ワインを初めて口にしたとき、「飲みづらい!」と感じる人は少なくないと思います。
ワインに対して苦手意識を持っている人や、あまり好まない人びとの多くは、
この「渋味」が原因だったりします。
しかし、「渋味」は、ワインにとって非常に重要なのです。
理由のいくつかを簡単に説明していきます。
まず、「渋味成分」は抗酸化物質(酸化するのを防ぐ物質)です。つまり、これを多く蓄えるほど、長期保存に耐えることができます。
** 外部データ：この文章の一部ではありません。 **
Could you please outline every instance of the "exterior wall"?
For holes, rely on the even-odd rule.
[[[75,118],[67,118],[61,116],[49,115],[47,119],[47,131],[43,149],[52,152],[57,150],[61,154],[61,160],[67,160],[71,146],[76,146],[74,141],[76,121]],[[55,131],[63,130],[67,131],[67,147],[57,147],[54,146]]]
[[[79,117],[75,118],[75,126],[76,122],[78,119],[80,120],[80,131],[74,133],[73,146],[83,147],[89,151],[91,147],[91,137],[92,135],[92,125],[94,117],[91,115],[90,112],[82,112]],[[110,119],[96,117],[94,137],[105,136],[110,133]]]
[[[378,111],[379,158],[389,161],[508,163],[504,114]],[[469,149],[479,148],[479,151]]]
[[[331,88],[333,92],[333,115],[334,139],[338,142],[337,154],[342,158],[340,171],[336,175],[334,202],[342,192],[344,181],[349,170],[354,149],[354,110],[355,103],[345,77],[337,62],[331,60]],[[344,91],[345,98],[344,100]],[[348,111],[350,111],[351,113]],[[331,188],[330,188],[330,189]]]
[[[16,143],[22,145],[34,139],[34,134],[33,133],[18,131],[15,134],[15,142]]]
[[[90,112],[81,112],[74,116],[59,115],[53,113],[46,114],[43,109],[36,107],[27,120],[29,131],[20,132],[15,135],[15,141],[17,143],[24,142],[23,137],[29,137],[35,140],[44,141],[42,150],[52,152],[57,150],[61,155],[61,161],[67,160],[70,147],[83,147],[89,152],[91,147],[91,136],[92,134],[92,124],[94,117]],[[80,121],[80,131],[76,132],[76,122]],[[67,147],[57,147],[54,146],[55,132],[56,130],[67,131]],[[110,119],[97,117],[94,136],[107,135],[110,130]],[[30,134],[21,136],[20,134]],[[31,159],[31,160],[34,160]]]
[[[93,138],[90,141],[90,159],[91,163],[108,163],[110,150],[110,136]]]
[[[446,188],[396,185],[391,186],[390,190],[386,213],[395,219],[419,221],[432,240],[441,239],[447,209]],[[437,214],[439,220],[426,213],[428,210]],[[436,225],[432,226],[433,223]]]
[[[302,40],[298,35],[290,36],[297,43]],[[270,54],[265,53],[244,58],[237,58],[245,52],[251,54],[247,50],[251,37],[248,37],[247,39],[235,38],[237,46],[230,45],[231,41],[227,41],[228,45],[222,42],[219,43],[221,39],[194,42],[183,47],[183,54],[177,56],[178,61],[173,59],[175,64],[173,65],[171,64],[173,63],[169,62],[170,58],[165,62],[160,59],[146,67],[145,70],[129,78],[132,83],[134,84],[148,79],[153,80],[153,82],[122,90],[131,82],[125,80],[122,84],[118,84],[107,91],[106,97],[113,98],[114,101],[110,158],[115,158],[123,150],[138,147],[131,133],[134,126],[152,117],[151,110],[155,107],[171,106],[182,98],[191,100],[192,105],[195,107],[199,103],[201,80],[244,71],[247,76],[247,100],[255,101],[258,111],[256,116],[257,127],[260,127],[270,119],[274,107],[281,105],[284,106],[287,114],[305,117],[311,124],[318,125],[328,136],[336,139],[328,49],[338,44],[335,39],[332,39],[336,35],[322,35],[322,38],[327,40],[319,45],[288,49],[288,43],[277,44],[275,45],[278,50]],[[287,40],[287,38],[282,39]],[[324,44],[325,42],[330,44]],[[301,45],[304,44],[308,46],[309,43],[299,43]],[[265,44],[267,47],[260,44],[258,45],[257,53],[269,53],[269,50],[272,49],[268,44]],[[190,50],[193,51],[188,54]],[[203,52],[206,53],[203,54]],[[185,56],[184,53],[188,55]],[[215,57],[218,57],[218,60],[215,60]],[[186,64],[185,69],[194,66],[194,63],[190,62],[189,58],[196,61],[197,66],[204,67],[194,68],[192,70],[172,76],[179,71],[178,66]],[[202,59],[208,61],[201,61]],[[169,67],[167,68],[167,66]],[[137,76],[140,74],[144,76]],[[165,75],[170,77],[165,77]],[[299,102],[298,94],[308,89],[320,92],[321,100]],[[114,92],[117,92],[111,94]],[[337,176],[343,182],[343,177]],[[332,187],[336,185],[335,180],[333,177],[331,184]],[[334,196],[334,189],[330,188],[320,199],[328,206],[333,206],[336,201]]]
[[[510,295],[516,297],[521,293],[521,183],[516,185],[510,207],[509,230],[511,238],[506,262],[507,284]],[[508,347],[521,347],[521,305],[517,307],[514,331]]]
たとえば、高級ワインで有名なボルドーの五大シャトーなんかは、若いうちは渋味がとても多く、飲みにくいのです。
そのため、何十年にもわたって熟成させるのですが、
長期保存することでどんなことが起こるのでしょうか。
ひとつは、強かった渋みの角が取れてまろやかになります。
ほかに、熟成が進むことで新しい香りを生み出します。
しかし、もともと強固だった渋味成分はしっかりとした骨格へと変身し、
ワイン自体の味わいを底上げします。
つまり、ワインにとって渋みとは、
高級ワインを作り上げるためにかかせないポテンシャルなのです。
ワインの渋味は、品種によって違ったり、土地や作り方で変わってきます。
また、小粒なブドウであるほど、渋いワインが出来上がります。
渋味成分は皮や種に多く含まれているので、小粒であればあるほど
果実の体積に対する皮や種の面積の割合が大きくなるからです。
また、日当たりがいいところで育つとブドウの色は濃くなり、皮が厚くなります。
今日から、渋みを嫌うことはできなくなりましたね。
ワインを飲む際は、渋味にも想いを馳せて楽しんでください。